Las decisiones de política económica han sido dictadas en base al “resentimiento” de la visión oficial contra gran parte de la sociedad: los argentinos que viajan al exterior, las empresas que exportan, los productores agropecuarios, las grandes empresas o los argentinos (ocultando que en parte son votantes del oficialismo y funcionarios) que tratan de preservar sus ahorros y salarios comprando dólares o llegar a fin de mes mediante el rulo del dólar “pure” son la oligarquía en alianza cipaya con el capital extranjero conspira continuamente desde su nacimiento como nación para impedir que se realice la “excepcionalidad” argentina.

Pero el resentimiento ha dado un nuevo salto de calidad: la oligarquía es el otro. No hay conflictos de intereses cuando se trata de beneficiar al capitalismo de amigos extranjeros y nacionales que predan sobre los recursos públicos gracias a su estrecha relación con la dirigencia popular. Resulta notable que la asociación con países capitalistas como Rusia o China en términos de bases logísticas, militares, posibles centrales nucleares y negocios prebendarios por parte del oficialismo no sea calificada como imperialismo y coloniaje.

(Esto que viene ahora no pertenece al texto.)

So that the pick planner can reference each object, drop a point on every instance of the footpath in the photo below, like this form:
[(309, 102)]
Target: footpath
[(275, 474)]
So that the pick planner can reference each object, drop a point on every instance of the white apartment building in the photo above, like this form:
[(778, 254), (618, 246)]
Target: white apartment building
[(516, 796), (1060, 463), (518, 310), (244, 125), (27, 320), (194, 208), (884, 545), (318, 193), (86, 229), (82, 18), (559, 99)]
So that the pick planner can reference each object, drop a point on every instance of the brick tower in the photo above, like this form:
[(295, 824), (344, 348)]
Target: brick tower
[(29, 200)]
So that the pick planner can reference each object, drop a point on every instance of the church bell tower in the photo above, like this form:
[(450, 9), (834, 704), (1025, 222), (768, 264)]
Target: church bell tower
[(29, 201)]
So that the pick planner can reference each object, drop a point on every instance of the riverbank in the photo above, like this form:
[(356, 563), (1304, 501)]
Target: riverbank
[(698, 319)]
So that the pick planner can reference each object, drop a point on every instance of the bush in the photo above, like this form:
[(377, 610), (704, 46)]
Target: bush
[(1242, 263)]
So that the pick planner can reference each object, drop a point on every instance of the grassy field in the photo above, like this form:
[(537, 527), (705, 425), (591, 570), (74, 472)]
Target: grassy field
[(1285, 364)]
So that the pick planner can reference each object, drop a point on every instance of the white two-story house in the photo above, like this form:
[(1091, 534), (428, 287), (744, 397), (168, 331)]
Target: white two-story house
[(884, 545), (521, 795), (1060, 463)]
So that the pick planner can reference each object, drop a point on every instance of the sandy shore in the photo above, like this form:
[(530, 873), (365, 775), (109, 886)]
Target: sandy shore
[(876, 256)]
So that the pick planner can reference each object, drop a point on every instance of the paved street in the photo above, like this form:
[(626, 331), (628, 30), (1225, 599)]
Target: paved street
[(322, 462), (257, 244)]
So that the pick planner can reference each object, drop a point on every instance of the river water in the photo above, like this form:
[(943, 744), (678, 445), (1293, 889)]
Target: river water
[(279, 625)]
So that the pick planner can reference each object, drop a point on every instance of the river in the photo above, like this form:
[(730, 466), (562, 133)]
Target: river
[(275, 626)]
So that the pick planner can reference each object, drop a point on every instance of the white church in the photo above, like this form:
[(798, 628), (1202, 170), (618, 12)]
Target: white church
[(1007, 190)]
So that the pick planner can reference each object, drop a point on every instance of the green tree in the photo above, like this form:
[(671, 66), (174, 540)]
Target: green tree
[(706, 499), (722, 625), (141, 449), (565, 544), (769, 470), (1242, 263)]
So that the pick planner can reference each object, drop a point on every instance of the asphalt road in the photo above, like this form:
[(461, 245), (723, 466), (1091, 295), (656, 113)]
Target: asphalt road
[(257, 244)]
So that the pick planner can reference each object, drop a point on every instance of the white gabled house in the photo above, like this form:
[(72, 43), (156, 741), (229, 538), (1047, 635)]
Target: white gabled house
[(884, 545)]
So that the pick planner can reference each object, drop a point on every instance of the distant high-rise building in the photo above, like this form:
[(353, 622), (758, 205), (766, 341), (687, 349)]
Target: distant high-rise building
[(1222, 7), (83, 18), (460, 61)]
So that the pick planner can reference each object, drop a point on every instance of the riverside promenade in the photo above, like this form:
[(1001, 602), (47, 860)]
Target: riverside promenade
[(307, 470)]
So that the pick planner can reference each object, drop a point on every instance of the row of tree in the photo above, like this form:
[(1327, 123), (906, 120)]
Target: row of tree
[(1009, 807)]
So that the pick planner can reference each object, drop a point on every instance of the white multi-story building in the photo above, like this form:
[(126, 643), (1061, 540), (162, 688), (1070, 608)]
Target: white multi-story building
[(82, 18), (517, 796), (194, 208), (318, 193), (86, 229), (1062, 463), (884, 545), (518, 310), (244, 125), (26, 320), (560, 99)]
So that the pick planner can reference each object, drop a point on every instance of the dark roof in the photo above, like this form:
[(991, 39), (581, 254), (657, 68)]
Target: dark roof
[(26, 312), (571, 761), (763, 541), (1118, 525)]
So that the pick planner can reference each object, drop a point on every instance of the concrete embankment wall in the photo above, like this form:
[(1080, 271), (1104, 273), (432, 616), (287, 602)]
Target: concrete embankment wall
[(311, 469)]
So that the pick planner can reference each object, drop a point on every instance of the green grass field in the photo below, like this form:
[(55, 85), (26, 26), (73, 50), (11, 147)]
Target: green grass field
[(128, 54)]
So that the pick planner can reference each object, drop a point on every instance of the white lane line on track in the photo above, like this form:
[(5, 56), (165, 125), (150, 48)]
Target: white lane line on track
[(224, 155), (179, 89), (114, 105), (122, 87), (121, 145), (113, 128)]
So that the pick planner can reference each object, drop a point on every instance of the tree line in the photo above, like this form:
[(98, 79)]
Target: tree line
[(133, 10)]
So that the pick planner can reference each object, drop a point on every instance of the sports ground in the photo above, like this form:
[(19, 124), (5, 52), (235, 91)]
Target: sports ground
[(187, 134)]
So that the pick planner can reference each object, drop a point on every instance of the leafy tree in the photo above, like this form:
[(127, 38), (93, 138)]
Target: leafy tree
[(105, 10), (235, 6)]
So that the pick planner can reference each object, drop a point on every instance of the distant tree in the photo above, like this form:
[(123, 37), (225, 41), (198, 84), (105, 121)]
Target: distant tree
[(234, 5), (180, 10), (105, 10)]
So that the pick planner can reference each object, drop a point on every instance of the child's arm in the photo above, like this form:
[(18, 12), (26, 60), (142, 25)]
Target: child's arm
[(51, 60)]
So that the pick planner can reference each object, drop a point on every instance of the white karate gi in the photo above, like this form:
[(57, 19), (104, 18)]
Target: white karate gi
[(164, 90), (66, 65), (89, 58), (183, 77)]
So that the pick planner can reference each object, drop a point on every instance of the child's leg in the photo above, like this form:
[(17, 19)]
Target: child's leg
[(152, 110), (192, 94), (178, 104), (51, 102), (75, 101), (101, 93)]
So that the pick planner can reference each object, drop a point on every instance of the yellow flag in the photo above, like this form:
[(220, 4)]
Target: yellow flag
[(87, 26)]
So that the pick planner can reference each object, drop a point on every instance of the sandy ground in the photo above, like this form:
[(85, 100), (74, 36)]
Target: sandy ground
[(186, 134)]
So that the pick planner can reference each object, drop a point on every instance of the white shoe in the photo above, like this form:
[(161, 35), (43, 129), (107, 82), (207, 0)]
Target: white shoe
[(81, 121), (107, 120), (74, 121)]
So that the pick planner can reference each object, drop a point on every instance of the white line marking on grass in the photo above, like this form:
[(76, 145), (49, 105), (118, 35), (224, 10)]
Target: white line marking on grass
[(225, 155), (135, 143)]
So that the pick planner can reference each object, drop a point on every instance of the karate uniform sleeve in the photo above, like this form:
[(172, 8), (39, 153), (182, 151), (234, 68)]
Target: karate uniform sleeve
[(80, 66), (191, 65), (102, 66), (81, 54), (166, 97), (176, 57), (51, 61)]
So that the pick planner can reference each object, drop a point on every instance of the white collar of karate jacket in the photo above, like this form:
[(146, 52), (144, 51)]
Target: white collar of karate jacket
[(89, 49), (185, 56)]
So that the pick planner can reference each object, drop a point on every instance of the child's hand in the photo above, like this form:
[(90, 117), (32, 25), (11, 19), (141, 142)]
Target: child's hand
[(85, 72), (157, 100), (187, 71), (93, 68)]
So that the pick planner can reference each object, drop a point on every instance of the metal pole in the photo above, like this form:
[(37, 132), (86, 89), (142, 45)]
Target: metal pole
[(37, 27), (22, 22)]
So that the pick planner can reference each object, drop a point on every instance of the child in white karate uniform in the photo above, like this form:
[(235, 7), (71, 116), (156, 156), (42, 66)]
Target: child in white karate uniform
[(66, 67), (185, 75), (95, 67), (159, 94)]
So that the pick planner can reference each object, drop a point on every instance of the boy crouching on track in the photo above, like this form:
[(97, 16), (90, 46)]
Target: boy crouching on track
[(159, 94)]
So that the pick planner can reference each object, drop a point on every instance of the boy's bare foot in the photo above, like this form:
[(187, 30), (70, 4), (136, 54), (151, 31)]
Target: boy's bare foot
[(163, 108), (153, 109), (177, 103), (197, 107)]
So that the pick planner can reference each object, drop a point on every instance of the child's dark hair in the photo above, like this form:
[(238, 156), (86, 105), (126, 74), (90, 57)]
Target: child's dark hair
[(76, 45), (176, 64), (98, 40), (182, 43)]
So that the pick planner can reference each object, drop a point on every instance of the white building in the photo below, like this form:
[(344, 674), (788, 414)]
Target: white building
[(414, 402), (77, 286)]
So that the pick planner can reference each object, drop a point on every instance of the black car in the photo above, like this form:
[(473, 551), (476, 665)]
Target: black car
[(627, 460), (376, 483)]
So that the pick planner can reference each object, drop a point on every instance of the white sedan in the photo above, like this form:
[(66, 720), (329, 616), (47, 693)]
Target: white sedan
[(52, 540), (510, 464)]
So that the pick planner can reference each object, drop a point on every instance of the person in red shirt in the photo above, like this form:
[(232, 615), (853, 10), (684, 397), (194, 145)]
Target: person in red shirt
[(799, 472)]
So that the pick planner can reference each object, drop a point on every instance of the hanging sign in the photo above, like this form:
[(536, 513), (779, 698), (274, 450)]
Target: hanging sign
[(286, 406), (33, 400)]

La orfandad de una orientación estratégica en los tres poderes del estado argentino, y su adscripción voluntaria o forzada a las decisiones de la oficina del Instituto Patria por fuera de las instituciones establecidas por la Constitución explica completamente la falta de credibilidad y reputación del Banco Central y el Ministerio de Economía que se han convertido en una mera oficina de representación que convalida expost la política económica decidida por el líder.

El resentimiento agitado por el poder concentrado en el líder del movimiento nacional incrementa la probabilidad de cometer continuos errores de política económica y política pública y sanitaria.

Emilio Ocampo, economista e historiador señala en su libro “Entrampados en la Farsa” (2011) que el presente y el futuro de una sociedad sujeta al resentimiento colectivo terminan siendo hipotecados.

Juan José Llach en “La Megainflación Argentina” (1988) refería a la incertidumbre contractual que genera un proceso de alta inflación deja como herencia para un futuro plan de estabilización una hipoteca de valor incierto sobre la riqueza del sector privado.

Sin duda, el resentimiento está incrementando el valor contingente de la hipoteca que pesa sobre el ahorro de los argentinos. Sin ahorro, no hay inversión, sin inversión no hay empresas, sin empresas no hay trabajo.